Alabama summers come swiftly, roaring past spring with little more than a cursory glance. All too soon we will lament April’s wet kiss, long for an escape from the brutal temperatures and endless days punctuated only by the obligatory 3 p.m. thunderstorm.

As I sat on my porch this afternoon, talking to Sarah, who was folded in the rocking chair across from me, I drank in the elixir of spring at its best, knowing that it cannot last. A gentle breeze brushed against my skin, blew my hair into my eyes, scattered the perfume of flowers through the air. Subconsciously, we adapted our rhythms to the pattern of our words — me swinging, her rocking — as time blew away and all that remained was that very moment.

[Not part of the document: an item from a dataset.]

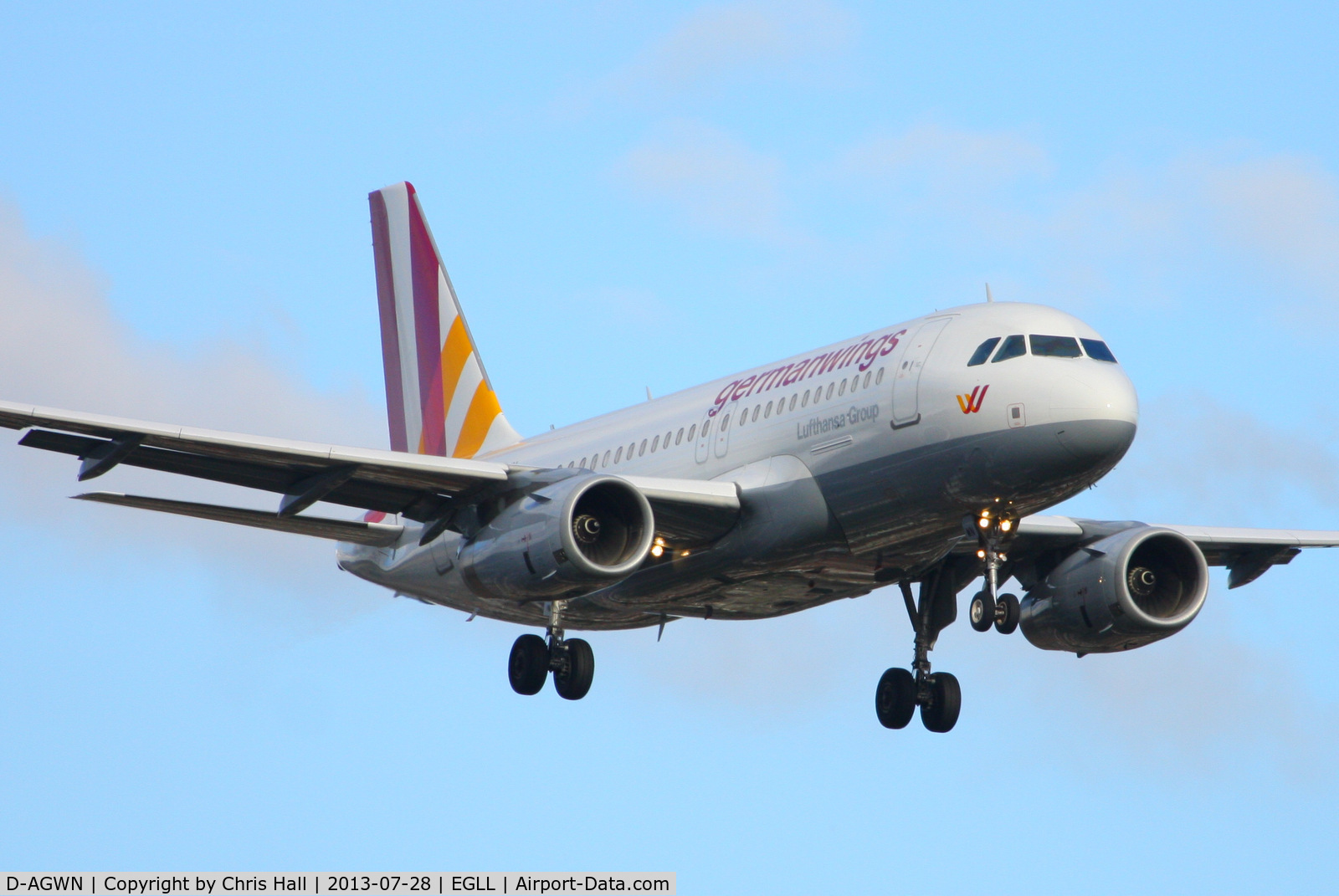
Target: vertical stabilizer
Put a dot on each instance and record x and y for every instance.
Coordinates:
(439, 397)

We talked about life and happiness and careers and dreams. We laughed and sighed and laughed some more as we recalled old lovers and new ones, past regrets, present hopes, and future poems as yet unwritten.

She is seven years younger than me — a writer with a flair for the dramatic, a passionate environmentalist, a hopeless romantic, a pragmatic dreamer, a woman and a girl mingled together so closely that it is almost disconcerting to look into her eyes.

It is hard to remember the shy reporter who took my place as the top writer after I left the Gazette. I seethed with envy the first time I saw her byline, then felt guilty later when I met her in person and saw that she was just a serious, timid girl not unlike myself. I thought she had a lot of potential as a writer but I didn’t expect her to last very long in the cut-throat atmosphere she had entered. I scribbled my number on a piece of paper and mumbled something about her calling me if she ever needed help. It turns out that I needed her far more than she ever needed me.

One night during a tornado warning, she and Sparrow arrived on my front porch, wind-blown and high-strung, giddy with adrenaline and seeking shelter from the storm. I was alone and a bit frightened myself, welcoming the company more than I cared to admit.

Later, on a night when I thought life as I knew it was over and I no longer had a friend in the world, it was Sarah who arrived on my door step once again, flowers in hand, coaxing me out of my bed where I lay staring at the wall.

I have taken care of her cat when she was out of town and gotten toasted on Cosmopolitans and cheap wine on her birthday. We have carved jack o’lanterns on Halloween and spent lazy afternoons chatting about everything from writing to sex to farmhouses in the country.

She encouraged me to keep pursuing life as a freelancer, and I encouraged her to act on her desire to move to another state and pursue a writing career at a larger paper.

And today, she flew more than 600 miles just to have lunch with me at one of our favorite haunts, words tumbling out faster than we could control, eyes meeting as we shared a secret joke that needed no words at all.

Spring is fleeting and youth fades fast. It is nice to know that in a temporal world of questionable integrity, some things last forever. Thanks, Sarah. I really needed that reminder.